CHAI hosts weekly research meetings for graduate students at UC Berkeley. Below are samples of some of their work.

Dylan Hadfield-Menell

Dylan is a fourth year Ph.D. student at UC Berkeley advised by Anca Dragan, Pieter Abbeel, and Stuart Russell. His research focuses on algorithms that facilitate human-compatible artificial intelligence. In particular, he tries to develop frameworks that account for uncertainty about the objective being optimized.

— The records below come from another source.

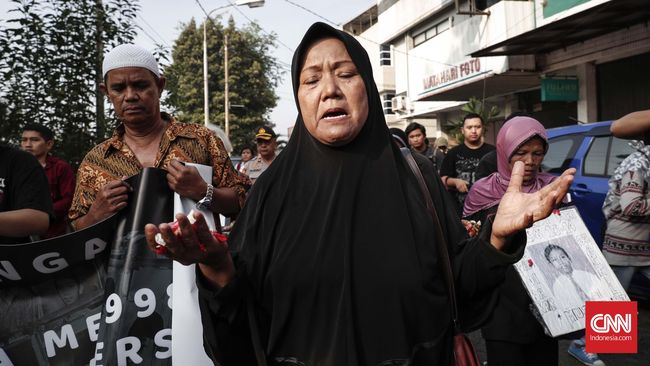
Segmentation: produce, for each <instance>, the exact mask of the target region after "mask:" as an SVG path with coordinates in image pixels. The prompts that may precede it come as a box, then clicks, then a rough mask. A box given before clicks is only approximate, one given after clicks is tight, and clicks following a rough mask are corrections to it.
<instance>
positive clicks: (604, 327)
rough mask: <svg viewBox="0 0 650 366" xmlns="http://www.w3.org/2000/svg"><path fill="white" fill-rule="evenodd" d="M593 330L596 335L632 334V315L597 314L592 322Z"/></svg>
mask: <svg viewBox="0 0 650 366" xmlns="http://www.w3.org/2000/svg"><path fill="white" fill-rule="evenodd" d="M590 324H591V329H592V330H593V331H594V332H596V333H601V334H602V333H610V332H614V333H620V332H621V330H623V332H624V333H631V332H632V314H625V315H624V316H623V315H621V314H615V315H614V316H612V315H610V314H596V315H594V316H593V317H592V318H591V321H590Z"/></svg>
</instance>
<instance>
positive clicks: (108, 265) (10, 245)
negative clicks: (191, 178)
mask: <svg viewBox="0 0 650 366" xmlns="http://www.w3.org/2000/svg"><path fill="white" fill-rule="evenodd" d="M128 183H129V184H130V185H131V186H132V187H133V192H132V193H131V194H130V197H129V202H128V205H127V207H126V208H125V209H124V210H122V211H121V212H120V213H118V214H116V215H114V216H112V217H111V218H109V219H107V220H105V221H103V222H101V223H98V224H96V225H94V226H92V227H89V228H86V229H84V230H82V231H79V232H75V233H71V234H68V235H65V236H61V237H58V238H53V239H49V240H43V241H39V242H34V243H27V244H18V245H0V365H1V366H5V365H16V366H18V365H129V364H139V365H168V364H171V322H172V317H171V295H172V294H171V288H172V287H171V283H172V262H171V261H170V260H169V259H166V258H164V257H160V256H156V255H155V254H154V253H152V252H151V251H150V250H149V249H148V248H147V244H146V241H145V238H144V225H145V224H146V223H149V222H151V223H161V222H167V221H170V220H171V219H172V215H173V192H172V191H171V190H170V189H169V187H168V186H167V180H166V179H165V172H164V171H162V170H159V169H152V168H147V169H144V170H143V171H142V173H141V174H139V175H137V176H134V177H131V178H129V179H128Z"/></svg>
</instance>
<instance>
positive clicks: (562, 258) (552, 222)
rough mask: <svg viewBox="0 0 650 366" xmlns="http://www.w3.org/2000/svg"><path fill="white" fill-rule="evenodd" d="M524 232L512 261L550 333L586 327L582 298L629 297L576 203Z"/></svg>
mask: <svg viewBox="0 0 650 366" xmlns="http://www.w3.org/2000/svg"><path fill="white" fill-rule="evenodd" d="M526 235H527V237H528V241H527V245H526V249H525V251H524V256H523V257H522V258H521V260H519V261H518V262H517V263H515V265H514V267H515V269H516V270H517V273H519V276H520V277H521V281H522V283H523V284H524V287H525V288H526V291H527V292H528V294H529V296H530V298H531V299H532V305H533V309H532V311H533V312H534V313H535V315H536V317H537V318H538V320H539V321H540V322H541V323H542V325H543V326H544V329H545V331H546V333H547V334H548V335H550V336H552V337H558V336H561V335H564V334H568V333H572V332H576V331H579V330H582V329H584V328H585V302H586V301H629V297H628V296H627V293H626V292H625V290H624V289H623V287H622V286H621V284H620V282H619V281H618V279H617V278H616V276H615V275H614V272H613V271H612V269H611V268H610V266H609V264H608V263H607V261H606V260H605V258H604V257H603V255H602V253H601V249H600V248H599V247H598V245H596V242H595V241H594V239H593V237H592V236H591V234H590V233H589V230H588V229H587V227H586V225H585V223H584V222H583V221H582V218H581V217H580V214H579V213H578V210H577V208H576V207H575V206H568V207H565V208H563V209H561V210H559V211H557V213H553V214H551V215H550V216H549V217H548V218H546V219H544V220H542V221H538V222H536V223H535V224H534V225H533V226H532V227H530V228H528V229H526Z"/></svg>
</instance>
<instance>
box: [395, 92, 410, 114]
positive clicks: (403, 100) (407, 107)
mask: <svg viewBox="0 0 650 366" xmlns="http://www.w3.org/2000/svg"><path fill="white" fill-rule="evenodd" d="M390 109H391V110H392V111H393V112H408V109H409V108H408V99H407V98H406V97H405V96H403V95H400V96H397V97H394V98H393V99H391V100H390Z"/></svg>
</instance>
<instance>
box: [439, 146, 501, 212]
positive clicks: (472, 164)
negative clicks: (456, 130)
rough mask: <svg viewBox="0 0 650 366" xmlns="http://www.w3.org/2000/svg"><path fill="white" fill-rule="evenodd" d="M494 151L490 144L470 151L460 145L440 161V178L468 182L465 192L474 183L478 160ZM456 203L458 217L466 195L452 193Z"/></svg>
mask: <svg viewBox="0 0 650 366" xmlns="http://www.w3.org/2000/svg"><path fill="white" fill-rule="evenodd" d="M492 150H495V147H494V146H492V145H490V144H483V145H481V147H479V148H478V149H470V148H469V147H467V146H466V145H465V144H460V145H458V146H456V147H454V148H452V149H451V150H449V152H448V153H447V156H445V160H443V161H442V167H440V176H441V177H444V176H447V177H450V178H460V179H462V180H464V181H466V182H468V183H469V184H468V186H467V191H468V192H469V189H470V187H471V186H472V184H474V182H476V167H477V166H478V162H479V160H481V158H482V157H483V155H485V154H487V153H488V152H490V151H492ZM453 195H454V196H455V197H456V201H457V211H458V214H459V215H460V214H461V213H462V212H463V204H464V203H465V197H466V196H467V193H460V192H456V191H454V192H453Z"/></svg>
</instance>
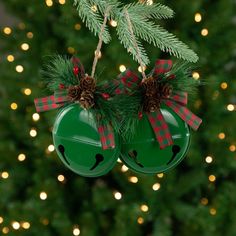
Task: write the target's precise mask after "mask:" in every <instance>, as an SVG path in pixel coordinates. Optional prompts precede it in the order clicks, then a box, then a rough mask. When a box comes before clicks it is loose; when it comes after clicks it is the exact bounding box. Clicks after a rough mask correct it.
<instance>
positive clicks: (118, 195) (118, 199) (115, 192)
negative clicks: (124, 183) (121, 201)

Before coming to Berkeley, Dylan did a Master’s of Engineering with Leslie Kaelbling and Tomás Lozano-Pérez at MIT. At Berkeley, Dylan’s research has taken a turn to focus more on AI safety and, thinking longer term, AI value alignment:

  • In 2016, he and his advisors formally described a cooperative inverse reinforcement learning problem (paper). The problem serves as a tool to help researchers consider how robots could learn humans’ values via cooperative instruction. While robots could learn humans’ values by observing humans, cooperative instruction is likely to be significantly faster.
  • In 2017, Dylan and his advisors described an “off-switch game,” a simplified problem describing scenarios in which a human would like to turn off a robot, but the robot is able to disable its off-switch (paper). They showed that a robot who is uncertain about the utility derived from various outcomes in the game is more likely to allow a human to turn it off.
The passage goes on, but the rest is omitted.